Ordinary people writing obituaries is what led David McConkey to found his website obituaryguide.com in 2007. McConkey, a freelance columnist with the Brandon Sun, was prompted to create his virtual guide after perceiving an increased awareness of death-related issues and conversations surrounding mortality.
“More people are thinking about being prepared for their own deaths,” said McConkey. “I think today there’s a darkness in the world that we’re all more aware of and I think that’s reflecting in obituaries. Obituaries reflect the age we’re in, that’s inevitable.”
Obituary conventions have evolved significantly throughout the ages. Death announcements date back to as early as 59 BC in the Roman Empire, when official notices would be distributed on carved stone.
But the lengthier, narrative-style obituaries we see today can be traced back to the Daily Telegraph, under the editorship of English journalist Hugh Massingberd, in the late 1980s. Massingberd subscribed to the school of thought that an obituary should relay details about a person’s life, not just their death.
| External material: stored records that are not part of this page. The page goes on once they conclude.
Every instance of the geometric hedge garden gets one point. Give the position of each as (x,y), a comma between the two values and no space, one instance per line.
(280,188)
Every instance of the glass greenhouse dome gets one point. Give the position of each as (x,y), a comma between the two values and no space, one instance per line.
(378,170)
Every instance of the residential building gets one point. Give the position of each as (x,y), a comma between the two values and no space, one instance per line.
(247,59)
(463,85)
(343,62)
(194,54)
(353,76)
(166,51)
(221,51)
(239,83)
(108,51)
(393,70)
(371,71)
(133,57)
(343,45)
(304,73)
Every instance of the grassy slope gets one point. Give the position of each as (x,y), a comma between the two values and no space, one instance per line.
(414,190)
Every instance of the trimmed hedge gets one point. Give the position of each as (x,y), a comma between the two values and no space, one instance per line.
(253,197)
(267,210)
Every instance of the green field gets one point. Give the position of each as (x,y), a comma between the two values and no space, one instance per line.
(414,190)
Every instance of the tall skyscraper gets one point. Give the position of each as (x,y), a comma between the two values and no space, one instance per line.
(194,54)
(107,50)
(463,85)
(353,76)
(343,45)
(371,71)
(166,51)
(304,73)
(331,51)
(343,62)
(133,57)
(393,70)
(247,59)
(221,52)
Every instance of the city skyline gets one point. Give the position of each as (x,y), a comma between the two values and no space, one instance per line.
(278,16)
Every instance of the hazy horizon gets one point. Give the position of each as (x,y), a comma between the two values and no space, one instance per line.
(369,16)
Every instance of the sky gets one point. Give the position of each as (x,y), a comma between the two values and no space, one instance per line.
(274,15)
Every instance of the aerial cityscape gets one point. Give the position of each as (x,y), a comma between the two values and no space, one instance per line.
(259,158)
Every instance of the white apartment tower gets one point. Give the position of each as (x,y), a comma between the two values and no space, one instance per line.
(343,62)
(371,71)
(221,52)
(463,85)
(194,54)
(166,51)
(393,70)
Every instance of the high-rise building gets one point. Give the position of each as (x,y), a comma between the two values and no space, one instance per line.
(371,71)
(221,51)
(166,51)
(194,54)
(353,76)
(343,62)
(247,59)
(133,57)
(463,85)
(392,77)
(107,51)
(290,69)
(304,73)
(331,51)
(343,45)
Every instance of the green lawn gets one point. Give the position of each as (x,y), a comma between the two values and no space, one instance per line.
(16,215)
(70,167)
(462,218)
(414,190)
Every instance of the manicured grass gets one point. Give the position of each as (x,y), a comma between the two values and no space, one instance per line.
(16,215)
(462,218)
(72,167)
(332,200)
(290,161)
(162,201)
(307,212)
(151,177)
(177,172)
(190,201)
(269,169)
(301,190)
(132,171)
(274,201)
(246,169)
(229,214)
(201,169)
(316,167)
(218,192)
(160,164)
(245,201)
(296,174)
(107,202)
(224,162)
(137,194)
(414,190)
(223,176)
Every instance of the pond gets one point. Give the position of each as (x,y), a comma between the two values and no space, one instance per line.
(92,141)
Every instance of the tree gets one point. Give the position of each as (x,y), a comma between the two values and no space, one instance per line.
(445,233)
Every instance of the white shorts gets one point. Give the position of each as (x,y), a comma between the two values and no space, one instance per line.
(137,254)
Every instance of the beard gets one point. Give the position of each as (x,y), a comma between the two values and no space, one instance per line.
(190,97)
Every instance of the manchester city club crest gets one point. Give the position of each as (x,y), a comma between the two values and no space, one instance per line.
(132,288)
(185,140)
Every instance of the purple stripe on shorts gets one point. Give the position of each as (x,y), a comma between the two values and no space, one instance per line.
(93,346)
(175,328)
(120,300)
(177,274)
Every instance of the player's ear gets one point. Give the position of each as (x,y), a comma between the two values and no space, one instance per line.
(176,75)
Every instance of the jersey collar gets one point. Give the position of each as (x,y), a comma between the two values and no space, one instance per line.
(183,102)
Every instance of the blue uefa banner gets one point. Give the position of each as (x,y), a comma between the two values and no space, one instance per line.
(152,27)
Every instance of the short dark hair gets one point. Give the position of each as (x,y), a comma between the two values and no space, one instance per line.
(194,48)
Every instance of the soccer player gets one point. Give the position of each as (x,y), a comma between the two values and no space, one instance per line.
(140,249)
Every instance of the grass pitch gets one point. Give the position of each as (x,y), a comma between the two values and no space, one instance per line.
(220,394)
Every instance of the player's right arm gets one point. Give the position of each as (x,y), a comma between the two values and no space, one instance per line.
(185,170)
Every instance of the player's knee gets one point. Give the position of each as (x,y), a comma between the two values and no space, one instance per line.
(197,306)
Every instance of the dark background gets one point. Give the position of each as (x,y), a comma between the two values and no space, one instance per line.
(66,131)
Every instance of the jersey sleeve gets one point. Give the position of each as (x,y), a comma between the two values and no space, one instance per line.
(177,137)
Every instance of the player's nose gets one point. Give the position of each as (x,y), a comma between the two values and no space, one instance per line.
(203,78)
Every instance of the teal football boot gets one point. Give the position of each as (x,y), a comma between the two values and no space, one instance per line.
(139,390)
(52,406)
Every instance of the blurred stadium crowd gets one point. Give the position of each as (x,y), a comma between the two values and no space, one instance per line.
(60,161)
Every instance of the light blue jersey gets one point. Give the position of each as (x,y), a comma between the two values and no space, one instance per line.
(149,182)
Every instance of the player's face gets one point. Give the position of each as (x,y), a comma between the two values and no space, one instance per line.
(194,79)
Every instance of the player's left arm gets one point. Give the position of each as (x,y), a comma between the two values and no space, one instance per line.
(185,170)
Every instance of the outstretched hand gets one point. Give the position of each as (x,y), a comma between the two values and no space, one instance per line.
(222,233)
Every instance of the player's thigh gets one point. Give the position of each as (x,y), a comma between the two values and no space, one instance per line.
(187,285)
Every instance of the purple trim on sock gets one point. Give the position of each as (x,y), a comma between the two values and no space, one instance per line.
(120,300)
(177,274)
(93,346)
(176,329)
He championed the importance of truth in obituaries, no matter how peculiar or painful.
More than 30 years later, technology has given rise to new and innovative ways of reporting on death, to a much larger audience than ever before. Today, social media and digital memorial pages, where users have greater control over things like narrative, editing, sharing, and privacy, make it possible to create a virtual bookmark in honour of the deceased.
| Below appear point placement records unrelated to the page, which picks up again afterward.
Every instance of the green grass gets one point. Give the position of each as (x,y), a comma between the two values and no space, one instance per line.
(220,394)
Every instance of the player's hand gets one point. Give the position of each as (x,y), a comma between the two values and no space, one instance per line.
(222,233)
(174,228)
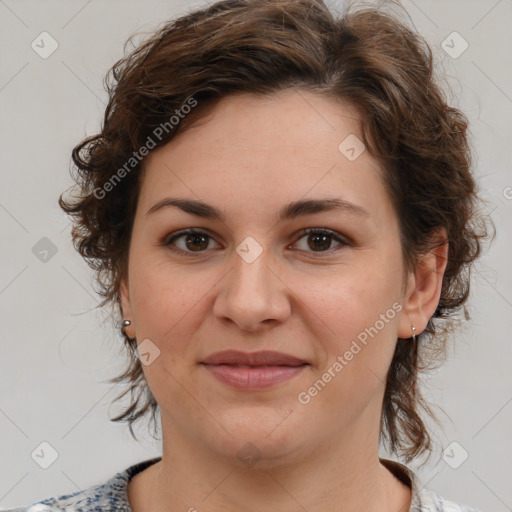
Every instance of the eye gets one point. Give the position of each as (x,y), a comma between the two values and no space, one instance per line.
(319,240)
(193,242)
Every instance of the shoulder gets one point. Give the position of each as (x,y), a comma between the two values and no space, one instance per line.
(111,495)
(428,500)
(423,499)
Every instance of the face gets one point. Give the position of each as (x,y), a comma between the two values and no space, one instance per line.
(320,287)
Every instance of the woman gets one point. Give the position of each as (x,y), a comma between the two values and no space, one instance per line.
(280,203)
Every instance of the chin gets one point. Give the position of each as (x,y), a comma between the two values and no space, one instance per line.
(260,437)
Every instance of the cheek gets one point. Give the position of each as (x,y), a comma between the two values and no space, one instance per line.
(169,302)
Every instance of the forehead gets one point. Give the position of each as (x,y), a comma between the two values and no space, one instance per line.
(251,149)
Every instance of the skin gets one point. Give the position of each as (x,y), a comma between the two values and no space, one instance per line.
(249,157)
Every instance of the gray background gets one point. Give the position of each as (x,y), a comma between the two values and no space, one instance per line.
(56,348)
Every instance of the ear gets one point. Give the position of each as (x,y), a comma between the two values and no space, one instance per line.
(126,309)
(424,287)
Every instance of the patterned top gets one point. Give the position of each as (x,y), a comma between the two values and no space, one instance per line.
(112,495)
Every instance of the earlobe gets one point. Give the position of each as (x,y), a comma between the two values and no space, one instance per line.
(124,301)
(424,287)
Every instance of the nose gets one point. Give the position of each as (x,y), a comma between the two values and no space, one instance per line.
(253,295)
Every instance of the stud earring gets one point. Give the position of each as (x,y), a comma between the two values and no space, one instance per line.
(124,324)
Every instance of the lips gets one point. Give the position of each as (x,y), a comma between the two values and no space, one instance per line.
(252,371)
(262,358)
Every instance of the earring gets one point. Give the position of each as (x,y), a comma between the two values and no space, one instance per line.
(125,323)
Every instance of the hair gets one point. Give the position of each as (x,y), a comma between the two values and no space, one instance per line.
(365,57)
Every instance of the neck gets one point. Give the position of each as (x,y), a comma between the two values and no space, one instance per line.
(345,475)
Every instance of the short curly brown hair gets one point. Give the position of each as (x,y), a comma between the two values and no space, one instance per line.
(366,57)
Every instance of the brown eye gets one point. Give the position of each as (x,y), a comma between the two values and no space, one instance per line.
(190,241)
(319,240)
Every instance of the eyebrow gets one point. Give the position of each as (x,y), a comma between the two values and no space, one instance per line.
(292,210)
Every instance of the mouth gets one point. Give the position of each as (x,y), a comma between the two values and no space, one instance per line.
(253,370)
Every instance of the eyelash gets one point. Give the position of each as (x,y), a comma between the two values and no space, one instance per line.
(308,231)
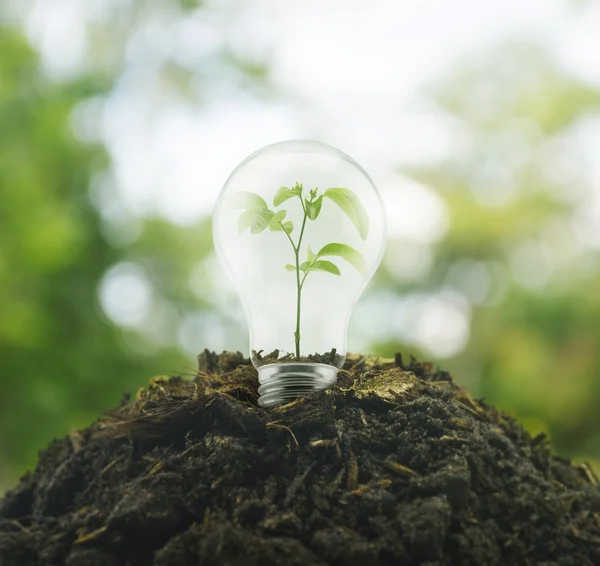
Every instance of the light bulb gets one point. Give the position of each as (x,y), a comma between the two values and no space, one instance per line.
(299,227)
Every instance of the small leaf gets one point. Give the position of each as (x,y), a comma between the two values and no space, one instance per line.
(352,256)
(353,208)
(245,220)
(324,265)
(247,200)
(283,194)
(313,208)
(261,219)
(275,224)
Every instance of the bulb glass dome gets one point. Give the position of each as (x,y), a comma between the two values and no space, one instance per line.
(299,227)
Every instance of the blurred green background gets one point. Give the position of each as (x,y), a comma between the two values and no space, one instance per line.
(120,120)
And with more readers to relate to the idiosyncrasies of human behaviour, there’s more occasion than ever for frankness when it comes to dishing about the dead.
And though the nature of Canada’s death beat is shifting, people mourning in relative isolation have brought the responsibility of the obituary into sharper relief.
Perhaps most significantly, the digital age has given way to a new manner of catharsis and a commemorative way of mourning. For friends and family of the deceased, digital avenues provide a unique and interactive way to grieve, share stories and chime into the conversation where there wasn’t the option for a conversation before.
The modern obituary is, understandably, vastly different from its historical form. Obits plucked from various points in history might possess a distinctly religious tone or a glorified reverence or even a theatrical quality, but today’s obituaries celebrate the shape of a life; what the deceased loved, who they loved and how they lived.
“Obituaries are an opportunity to be almost mindful of someone’s life. They can be part of a meditative experience,” saids McConkey. “I see the craft as only improving in the future, because I think it still fulfills a real need that we have as human beings to mark our lives and mark the lives of other people around us. And for society to mark the lives of people in our world.”
And though the nature of Canada’s death beat is shifting, people mourning in relative isolation have brought the responsibility of the obituary into sharper relief.
“One thing that’s happening right now is that the usual rites of grief that we have set up to process death … are not available because we’re in such an isolated time,” said Laidlaw. Many families have not been afforded a proper funeral, or even the chance to say goodbye. She added that, for some, obituaries have stood in for those traditional manners of bereavement, even if in a small way.
“I believe there’s a nobility to this kind of journalism. It’s powerful, it’s personal, it’s empathetic and it’s important,” said Popplewell. “Somebody told me once … that you never really lose someone when they die. And I do believe in that. And these stories really are examples of that, because even though the person is gone, the life has been lost, the stories don’t need to be lost. They live on in the people who retell them.”